Caveats, Cautions, and Comparisons
As always, there are questions to consider. To what extent is the use of public funds in this effort a subsidy/bribe for the benefit of private interests? Are the taxpayers going to get an adequate return for this investment? How affordable are those programs going to be for the students they're intended to serve, and how viable will their career prospects be in the current economy and the longer term? Are they going to be educated in the classical sense, or just highly-skilled techno-serfs? How committed are the business and industrial partners to these efforts? How easily can they be lured away by other regions competing to attract them? With so many parties coming together to bring this off, who ultimately has 'ownership' of the resulting liabilities and gains?
Technology parks are not a panacea for all economic problems; there are plenty of other things that need attention. (Socio-economic mobility, wealth inequality, sustainability, etc.) They're also 'trendy' in that a lot of regions around the world are trying to put together their own which leads to over-competition. But - they're a step beyond the knee-jerk reaction of building industrial parks, casinos and convention centers for 'economic engines'.
What's happening in New York is in sharp contrast to other regions of the country.
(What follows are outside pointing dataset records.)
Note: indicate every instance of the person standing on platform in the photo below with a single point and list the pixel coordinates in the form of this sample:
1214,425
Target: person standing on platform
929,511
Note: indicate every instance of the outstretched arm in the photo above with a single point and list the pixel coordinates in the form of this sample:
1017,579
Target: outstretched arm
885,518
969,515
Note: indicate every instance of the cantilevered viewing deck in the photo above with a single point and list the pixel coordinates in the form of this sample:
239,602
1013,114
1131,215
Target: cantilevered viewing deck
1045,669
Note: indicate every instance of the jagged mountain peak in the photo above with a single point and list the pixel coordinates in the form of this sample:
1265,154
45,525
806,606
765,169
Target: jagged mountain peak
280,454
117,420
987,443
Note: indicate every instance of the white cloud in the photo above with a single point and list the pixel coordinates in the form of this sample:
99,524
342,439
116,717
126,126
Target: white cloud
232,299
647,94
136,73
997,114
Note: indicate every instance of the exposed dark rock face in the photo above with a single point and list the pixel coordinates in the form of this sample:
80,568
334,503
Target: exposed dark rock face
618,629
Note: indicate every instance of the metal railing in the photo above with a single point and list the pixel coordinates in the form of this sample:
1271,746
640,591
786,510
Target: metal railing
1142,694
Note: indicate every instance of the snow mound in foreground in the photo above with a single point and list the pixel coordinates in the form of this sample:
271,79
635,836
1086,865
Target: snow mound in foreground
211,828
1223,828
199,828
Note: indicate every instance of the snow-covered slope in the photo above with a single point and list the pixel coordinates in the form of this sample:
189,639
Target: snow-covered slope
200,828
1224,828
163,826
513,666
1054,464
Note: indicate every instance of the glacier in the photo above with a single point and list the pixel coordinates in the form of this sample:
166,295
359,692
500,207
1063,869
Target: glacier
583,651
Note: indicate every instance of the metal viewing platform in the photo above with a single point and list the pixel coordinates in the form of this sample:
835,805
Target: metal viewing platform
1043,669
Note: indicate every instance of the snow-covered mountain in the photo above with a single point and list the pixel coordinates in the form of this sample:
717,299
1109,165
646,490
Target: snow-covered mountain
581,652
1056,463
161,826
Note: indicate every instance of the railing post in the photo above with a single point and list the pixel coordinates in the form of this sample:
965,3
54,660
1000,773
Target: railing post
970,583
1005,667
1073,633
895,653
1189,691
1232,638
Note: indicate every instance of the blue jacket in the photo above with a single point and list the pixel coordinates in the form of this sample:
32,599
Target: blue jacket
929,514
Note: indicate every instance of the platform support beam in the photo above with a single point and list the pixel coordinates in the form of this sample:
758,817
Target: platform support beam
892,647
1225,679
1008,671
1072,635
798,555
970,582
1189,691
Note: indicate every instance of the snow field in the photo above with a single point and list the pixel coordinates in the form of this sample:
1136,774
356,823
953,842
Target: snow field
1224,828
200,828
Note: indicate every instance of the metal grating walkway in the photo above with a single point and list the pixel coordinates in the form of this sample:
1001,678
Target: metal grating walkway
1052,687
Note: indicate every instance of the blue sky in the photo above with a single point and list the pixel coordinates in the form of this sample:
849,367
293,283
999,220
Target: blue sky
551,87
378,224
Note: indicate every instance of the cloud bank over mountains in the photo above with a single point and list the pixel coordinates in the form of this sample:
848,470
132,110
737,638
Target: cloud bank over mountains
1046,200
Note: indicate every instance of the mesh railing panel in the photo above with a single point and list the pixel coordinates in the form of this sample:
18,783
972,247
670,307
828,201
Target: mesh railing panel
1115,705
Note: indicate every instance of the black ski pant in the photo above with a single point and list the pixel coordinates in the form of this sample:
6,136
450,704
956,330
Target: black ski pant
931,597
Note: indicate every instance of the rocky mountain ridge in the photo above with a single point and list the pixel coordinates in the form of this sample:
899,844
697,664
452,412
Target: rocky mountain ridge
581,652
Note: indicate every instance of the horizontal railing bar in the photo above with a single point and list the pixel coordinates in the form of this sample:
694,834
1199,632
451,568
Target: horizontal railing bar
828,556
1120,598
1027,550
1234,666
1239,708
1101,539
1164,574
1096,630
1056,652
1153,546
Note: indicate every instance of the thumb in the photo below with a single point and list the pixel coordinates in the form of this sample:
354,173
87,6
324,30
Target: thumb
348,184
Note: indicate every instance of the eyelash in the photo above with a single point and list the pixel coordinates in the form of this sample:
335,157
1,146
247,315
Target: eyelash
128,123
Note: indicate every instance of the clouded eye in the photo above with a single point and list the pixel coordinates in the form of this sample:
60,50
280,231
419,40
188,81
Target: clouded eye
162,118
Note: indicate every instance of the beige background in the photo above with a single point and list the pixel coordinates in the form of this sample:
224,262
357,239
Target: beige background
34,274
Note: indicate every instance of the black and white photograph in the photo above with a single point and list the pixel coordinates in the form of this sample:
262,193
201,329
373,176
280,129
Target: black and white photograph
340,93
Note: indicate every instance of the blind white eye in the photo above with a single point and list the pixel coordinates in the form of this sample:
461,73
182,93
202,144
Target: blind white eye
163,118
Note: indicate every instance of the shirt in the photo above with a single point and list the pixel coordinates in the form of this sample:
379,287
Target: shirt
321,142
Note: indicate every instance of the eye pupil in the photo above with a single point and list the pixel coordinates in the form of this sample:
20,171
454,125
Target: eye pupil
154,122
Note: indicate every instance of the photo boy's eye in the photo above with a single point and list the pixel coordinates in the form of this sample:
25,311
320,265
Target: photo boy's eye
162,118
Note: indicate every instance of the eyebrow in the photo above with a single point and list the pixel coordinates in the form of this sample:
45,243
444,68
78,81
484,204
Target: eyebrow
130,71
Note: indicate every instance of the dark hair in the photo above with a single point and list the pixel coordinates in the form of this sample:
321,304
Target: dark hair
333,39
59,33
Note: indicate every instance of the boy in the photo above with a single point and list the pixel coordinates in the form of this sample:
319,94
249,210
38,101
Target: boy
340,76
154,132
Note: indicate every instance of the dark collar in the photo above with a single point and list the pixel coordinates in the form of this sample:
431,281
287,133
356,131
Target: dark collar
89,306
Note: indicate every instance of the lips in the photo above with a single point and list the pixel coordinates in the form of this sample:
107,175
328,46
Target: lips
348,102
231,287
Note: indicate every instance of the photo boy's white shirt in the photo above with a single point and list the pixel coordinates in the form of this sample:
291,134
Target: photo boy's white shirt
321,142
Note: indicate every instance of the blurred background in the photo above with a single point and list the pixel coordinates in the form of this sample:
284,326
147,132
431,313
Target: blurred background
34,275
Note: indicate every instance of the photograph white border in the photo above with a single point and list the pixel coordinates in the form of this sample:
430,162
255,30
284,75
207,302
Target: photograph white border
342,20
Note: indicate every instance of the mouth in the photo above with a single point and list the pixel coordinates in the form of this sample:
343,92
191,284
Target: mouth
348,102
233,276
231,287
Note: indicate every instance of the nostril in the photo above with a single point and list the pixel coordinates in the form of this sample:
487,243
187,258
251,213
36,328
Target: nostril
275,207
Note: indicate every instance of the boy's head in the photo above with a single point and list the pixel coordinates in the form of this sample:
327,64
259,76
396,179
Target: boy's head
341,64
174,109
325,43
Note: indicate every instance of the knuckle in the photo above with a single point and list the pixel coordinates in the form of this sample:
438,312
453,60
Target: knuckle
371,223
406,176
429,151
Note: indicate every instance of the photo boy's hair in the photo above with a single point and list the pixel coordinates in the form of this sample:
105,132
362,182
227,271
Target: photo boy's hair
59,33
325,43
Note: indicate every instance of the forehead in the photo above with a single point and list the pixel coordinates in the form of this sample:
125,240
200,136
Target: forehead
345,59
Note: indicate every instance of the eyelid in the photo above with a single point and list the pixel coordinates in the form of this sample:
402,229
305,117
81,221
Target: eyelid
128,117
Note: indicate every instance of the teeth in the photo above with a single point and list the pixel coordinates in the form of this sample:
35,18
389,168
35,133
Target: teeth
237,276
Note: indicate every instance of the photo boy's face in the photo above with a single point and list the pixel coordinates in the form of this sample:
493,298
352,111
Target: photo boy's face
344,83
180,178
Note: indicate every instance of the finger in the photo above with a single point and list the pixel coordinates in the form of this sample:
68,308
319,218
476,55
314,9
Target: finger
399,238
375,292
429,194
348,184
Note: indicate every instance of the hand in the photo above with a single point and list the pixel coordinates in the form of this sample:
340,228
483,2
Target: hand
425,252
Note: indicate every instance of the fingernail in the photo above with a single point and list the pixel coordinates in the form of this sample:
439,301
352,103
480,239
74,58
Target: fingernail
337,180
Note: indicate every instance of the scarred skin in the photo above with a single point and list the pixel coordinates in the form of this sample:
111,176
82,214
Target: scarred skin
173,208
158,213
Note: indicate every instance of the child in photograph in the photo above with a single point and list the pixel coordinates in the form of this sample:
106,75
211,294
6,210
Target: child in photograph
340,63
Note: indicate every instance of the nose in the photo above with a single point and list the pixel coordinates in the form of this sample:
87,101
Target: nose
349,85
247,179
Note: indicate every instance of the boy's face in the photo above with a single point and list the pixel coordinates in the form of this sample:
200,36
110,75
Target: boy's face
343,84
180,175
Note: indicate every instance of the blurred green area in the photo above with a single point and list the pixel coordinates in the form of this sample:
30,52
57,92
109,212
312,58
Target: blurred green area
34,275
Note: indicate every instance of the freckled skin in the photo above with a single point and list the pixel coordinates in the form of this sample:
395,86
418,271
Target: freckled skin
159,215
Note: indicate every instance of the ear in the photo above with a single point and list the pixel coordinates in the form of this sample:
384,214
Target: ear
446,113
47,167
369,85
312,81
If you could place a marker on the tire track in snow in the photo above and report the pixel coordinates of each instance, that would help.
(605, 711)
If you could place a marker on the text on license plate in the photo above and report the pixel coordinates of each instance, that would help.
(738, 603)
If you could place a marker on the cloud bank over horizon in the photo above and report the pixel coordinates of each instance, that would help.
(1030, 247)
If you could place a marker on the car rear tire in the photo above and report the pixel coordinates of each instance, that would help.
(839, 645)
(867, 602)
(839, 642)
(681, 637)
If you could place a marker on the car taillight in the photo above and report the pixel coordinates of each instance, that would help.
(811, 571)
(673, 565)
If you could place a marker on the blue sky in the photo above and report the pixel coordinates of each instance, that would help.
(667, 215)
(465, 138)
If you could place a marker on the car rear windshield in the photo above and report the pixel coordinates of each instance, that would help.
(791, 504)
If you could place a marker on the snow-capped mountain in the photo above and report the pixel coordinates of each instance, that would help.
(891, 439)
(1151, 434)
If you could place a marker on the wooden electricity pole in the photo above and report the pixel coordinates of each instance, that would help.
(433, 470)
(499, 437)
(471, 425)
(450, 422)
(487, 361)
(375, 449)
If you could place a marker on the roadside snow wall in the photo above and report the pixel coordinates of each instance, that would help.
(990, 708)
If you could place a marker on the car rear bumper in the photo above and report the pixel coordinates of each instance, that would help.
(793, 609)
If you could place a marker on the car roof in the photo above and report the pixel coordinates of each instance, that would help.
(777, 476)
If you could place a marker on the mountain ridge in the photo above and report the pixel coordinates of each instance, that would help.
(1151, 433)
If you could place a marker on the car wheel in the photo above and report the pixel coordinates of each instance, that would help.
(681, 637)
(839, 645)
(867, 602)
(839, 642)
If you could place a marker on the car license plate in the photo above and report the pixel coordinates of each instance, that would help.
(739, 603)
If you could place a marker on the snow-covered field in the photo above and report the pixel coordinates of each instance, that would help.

California's vaunted university system is being strangled by the state's ongoing fiscal insanity, thanks to Prop 13 and the choke hold conservatives have on budgeting/taxation in the state legislature. Conservatives are attacking universities as hotbeds of liberalism, and attempting to destroy public schooling with vouchers, charter schools, profitization, and ideology-based curriculums. Universities are increasingly being corporatized by business interests with no interest in academic integrity; just the view that "everything should be run like a business." It's in sharp contrast to an era when it was once possible to find Rockefeller Republicans who had a vision of building for the future and regard for the public interest.
There is this about Silicon Island and Tech Valley. They represent long term thinking that includes the benefit of the overall public as a consideration, an increasingly rare item in today's political-economic climate. It's in sharp contrast to the kind of thinking found among the conservative extremists dominating the Republican party these days. They don't give a damn about the future as long as they can cement their grip on power and set their ideology in stone on the back of the rest of the country forever.
That difference is why New York and the other blue states are largely net contributors to the economy of America, while so many Red States are economic parasites that would descend into blatant third world levels of inequality without massive transfers of wealth from the rest of the country. It's about the future, and having one, for more than just the privileged and lucky few. They call that socialism now - once it was the American Way. We need to get back there.